Closed fluency03 closed 8 years ago
The typical use case of TimeDistributedDense is for processing the output of an Embedding layer or a recurrent layer with return_sequences=True. Then you can transform the hidden representation at each timestep before applying further processing (like pooling or another recurrent layer).
I got an example from here. I am wondering what is the difference if I change the following TimeDistributedDense
into Dense
model = Sequential()
model.add(LSTM(hidden_neurons, input_dim=in_out_neurons, return_sequences=True))
model.add(Dropout(0.2))
model.add(TimeDistributedDense(in_out_neurons))
model.add(Activation("linear"))
It won't compile, because the dimensions don't match up. Dense expects a 2-dimensional input (batch_size, features), whereas the output of LSTM with return_sequences is 3 dimensional (batch_size, timesteps, features).
I did not mean purely changing the term from TimeDistributedDense
to Dense
. Can we just change the layer from TimeDistributedDense
to Dense
with changing the dimension as well? What could be the real difference in structure and in results?
that is
Dense
layer deal with 2D tensor, and output a 2D tensor
TimeDistributedDense
layer deal with 3D tensor, and output a 3D tensor.
The inner operation is the same y=f(Wx+b)
where f(x)
is activation function, W
and b
are weight and bias. While in TimeDistributedDense
, the operation is applied to every timestep.
every timestep, do you mean every unfolded unit of the recurrent layer?
Or, actually, each time step means each char
on one sentence
? Then, what are the pros and cons of TimeDistributedDense
. Does it increase a lot of computation time?
Yes, timestep mean every unfolded unit of RNN.
for e.g.
sequence = [A,B,C,D,E]
so,
A is in time=1
B is in time=2
...
E is in time=5
If you are going to apply y=f(Wx+b)
in each timestep of your input (i.e. your input should be in 3D tensor shape), TimeDistributedDense
is your only choice, and there is no pros and cons of it.
I thought y=f(Wx+b)
is done in each timestep even using Dense
since they are fully connected.

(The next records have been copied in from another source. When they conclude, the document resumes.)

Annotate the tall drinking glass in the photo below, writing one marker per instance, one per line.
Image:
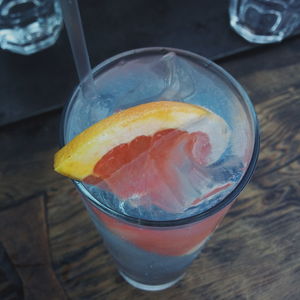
(152, 247)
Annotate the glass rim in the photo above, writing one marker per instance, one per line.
(223, 75)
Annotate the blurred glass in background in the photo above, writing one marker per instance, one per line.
(28, 26)
(264, 21)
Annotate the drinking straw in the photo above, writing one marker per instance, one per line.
(76, 36)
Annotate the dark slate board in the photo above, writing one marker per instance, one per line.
(30, 85)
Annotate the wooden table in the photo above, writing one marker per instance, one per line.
(49, 249)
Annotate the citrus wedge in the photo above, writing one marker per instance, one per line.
(79, 157)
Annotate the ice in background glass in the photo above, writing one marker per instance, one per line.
(151, 246)
(28, 26)
(264, 21)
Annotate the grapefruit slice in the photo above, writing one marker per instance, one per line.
(149, 154)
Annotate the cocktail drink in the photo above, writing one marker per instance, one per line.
(172, 139)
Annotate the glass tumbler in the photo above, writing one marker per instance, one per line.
(154, 254)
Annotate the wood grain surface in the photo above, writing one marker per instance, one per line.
(254, 254)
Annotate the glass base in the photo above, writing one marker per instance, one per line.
(148, 287)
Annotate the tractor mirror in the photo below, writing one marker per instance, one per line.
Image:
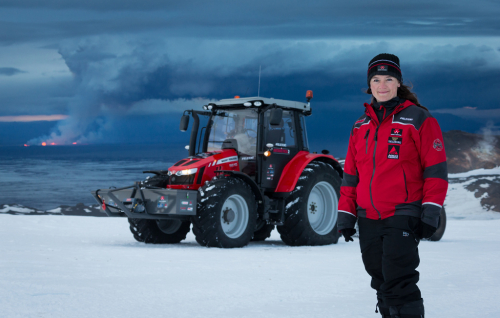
(184, 122)
(276, 116)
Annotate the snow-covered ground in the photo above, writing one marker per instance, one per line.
(71, 266)
(461, 203)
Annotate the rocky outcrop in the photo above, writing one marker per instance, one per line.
(466, 151)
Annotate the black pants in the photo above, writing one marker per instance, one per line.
(389, 249)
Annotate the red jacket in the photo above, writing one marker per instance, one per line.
(397, 167)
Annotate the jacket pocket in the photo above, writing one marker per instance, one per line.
(406, 187)
(366, 140)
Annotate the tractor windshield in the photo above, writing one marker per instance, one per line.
(239, 124)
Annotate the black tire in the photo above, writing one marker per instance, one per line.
(215, 225)
(441, 227)
(159, 231)
(298, 229)
(263, 232)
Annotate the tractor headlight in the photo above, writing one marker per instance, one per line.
(186, 172)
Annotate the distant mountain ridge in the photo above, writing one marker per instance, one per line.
(466, 151)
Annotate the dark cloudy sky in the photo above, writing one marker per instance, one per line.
(122, 71)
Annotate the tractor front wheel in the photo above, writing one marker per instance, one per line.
(227, 213)
(159, 231)
(311, 210)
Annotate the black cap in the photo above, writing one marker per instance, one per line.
(385, 64)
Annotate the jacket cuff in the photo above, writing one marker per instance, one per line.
(430, 214)
(346, 220)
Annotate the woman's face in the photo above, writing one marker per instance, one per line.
(384, 87)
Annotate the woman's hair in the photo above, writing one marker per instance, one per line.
(404, 92)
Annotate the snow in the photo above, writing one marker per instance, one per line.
(461, 203)
(14, 208)
(477, 172)
(55, 266)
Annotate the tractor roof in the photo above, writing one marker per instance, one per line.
(238, 102)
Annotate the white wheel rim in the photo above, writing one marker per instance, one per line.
(322, 208)
(237, 226)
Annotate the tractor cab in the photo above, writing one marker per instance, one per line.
(265, 133)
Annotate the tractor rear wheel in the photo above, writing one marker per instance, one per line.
(311, 210)
(227, 213)
(159, 231)
(263, 232)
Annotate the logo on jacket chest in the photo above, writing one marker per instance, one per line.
(396, 132)
(393, 152)
(395, 140)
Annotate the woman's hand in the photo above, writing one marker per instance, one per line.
(348, 233)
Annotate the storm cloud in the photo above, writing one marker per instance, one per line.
(107, 62)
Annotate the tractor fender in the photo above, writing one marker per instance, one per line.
(294, 168)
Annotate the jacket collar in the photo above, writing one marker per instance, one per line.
(370, 112)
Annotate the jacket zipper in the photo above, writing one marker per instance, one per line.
(366, 140)
(373, 173)
(406, 188)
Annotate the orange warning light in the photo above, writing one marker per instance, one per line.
(309, 95)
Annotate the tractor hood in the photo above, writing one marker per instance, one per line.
(192, 172)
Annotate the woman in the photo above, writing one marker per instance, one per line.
(395, 183)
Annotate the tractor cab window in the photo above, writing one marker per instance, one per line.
(282, 135)
(240, 125)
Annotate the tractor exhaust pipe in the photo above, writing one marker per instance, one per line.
(194, 134)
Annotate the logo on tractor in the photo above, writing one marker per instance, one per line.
(313, 207)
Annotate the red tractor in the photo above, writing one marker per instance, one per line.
(249, 170)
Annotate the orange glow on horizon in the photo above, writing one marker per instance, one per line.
(30, 118)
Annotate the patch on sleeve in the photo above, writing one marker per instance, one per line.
(438, 145)
(396, 132)
(393, 152)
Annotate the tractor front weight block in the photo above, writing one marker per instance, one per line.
(147, 202)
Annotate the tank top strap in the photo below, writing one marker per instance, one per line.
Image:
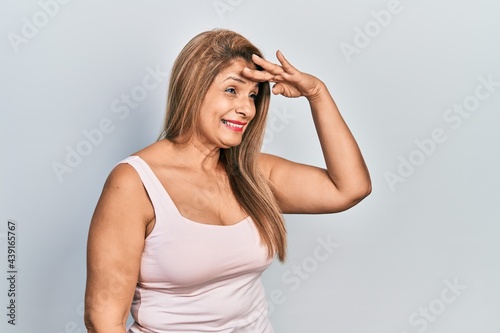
(156, 192)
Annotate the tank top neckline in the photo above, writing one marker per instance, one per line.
(169, 198)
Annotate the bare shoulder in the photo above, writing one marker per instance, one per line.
(124, 195)
(269, 163)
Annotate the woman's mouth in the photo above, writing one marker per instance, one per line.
(233, 125)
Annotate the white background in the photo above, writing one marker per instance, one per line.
(397, 252)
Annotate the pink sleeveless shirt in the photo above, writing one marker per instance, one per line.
(197, 277)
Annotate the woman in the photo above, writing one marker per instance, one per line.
(185, 227)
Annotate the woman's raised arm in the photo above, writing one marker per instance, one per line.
(303, 188)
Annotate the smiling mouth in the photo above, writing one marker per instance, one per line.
(236, 126)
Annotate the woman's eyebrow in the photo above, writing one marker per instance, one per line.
(238, 79)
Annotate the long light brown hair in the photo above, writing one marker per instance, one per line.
(194, 70)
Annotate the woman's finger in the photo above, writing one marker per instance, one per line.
(285, 64)
(260, 76)
(267, 65)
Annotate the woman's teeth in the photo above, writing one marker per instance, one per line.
(225, 122)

So Dense
actually only apply activation function to the last time step?
Can I say that: for Dense
, it is used in Many-to-One
or One-to-One
cases. And TimeDistributedDense
is used in Many-to-Many
and One-to-Many
cases?
I think you should take a look at the Keras documentation carefully, and perhaps also theano documentation.
Because there is a big difference of Dense
and TimeDistribudedDense
.
Dense
only receives 2D tensor, which means that there is NO time dimension. i.e. an 2D -> 2D conversion.
TimeDistributedDense
only receives 3D tensor, which includes time dimension. i.e. an 3D -> 3D conversion.
Q: So Dense actually only apply activation function to the last time step?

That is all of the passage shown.